Many groups working variant calling in next-generation sequencing have independently converged on several key factors that influence false positive rates. The VarScan 2 paper, for example, describes 9 empirically-derived filtering criteria that we use to identify and remove artifacts. The strand representation and number of mismatches in supporting reads are two important indicators of false positive arising from systematic alignment artifacts. SAMtools mpileup helps users address these issues as well: the -C parameter lets you downgrade the mapping quality of reads with lots of mismatches, and the -S parameter tells SAMtools to report a per-sample strand bias p-value.

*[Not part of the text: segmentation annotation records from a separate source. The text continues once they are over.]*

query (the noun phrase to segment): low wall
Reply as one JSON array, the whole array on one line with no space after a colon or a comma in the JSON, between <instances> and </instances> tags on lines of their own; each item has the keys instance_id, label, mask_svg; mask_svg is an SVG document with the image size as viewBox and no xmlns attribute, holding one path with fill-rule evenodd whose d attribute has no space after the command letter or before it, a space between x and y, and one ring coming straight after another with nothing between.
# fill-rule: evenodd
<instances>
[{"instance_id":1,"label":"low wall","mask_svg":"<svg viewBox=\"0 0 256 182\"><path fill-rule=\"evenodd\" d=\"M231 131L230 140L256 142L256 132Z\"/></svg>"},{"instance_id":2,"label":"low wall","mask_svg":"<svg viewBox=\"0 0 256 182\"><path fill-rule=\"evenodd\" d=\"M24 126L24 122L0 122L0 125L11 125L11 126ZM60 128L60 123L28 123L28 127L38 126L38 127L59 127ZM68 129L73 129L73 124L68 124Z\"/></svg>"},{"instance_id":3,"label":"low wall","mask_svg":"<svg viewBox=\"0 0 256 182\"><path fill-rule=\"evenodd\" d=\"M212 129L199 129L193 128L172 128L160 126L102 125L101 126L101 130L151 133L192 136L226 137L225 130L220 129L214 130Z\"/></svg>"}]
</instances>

5. Random position retrieval that works.
One of the most powerful features of mpileup is that you can specify a region with -r chrom:start-stop and it will report pileup output for the specified position(s). The old pileup command had this option, but took a long time because it looked at all positions and just reported the ones within your desired region. Instead, mpileup leverages BAM file indexing to retrieve data quite rapidly: In my experience, it takes about 1 second to retrieve the pileup for several samples at any given position in the human genome. Multi-sample, rapid random access has lots of uses for bio-informaticians; for example, I can retrieve all bases observed in all samples at a variant of interest to look at the evidence in each sample.
These features are the results of hard work by Heng Li and others who contribute to the development and improvement of SAMtools. It’s great to see a key piece of software under continued, active development, and I think most of us look forward to what the next SAMtools has in store.
References
Li H, Handsaker B, Wysoker A, Fennell T, Ruan J, Homer N, Marth G, Abecasis G, Durbin R, & 1000 Genome Project Data Processing Subgroup (2009). The Sequence Alignment/Map format and SAMtools. Bioinformatics (Oxford, England), 25 (16), 2078-9 PMID: 19505943
Thanks!
Thanks for these valuable comments on Samtools. One question concerning point 2) BAQ: I want to have the “better” BAQ computation using -E option – do I still have to disable normal BAQ computation using -B, or will it be disabled automatically?
JMS, All you should need is -E.
Thanks for this post! I have been looking for something like that for a while. I have a question though. According to the SAMtools manual, for mpileup each one of your samples has to be from a single individual. It is my understanding that the old pileup could handle samples that contained multiple individuals per sample which are very frequently used to address questions in population genetics. Is that true or am I completely misunderstanding how the two commands are different?
Great post. Thanks much.
Another one: For paired-end data, samtools mpileup ignores reads that have an unmapped mate (SAM flag 8 set) by default. If you want to include reads that have an unmapped mate, use the -A option. Dan, maybe the VarScan User’s Manual page should mention the -B and -A options in the “How to build a samtools (m)pileup file” section?
Dan, in the post you make the comment “You can also use the bcftools pipeline for multi-sample calling.” Can you give me a pointer how this is done? I tried this a while ago and could not figure out how to get consensus calls; instead, I always got a vcf with one column for each sample. This contrasts with VarScan, which (as you mention) gives the consensus calls in a straightforward way.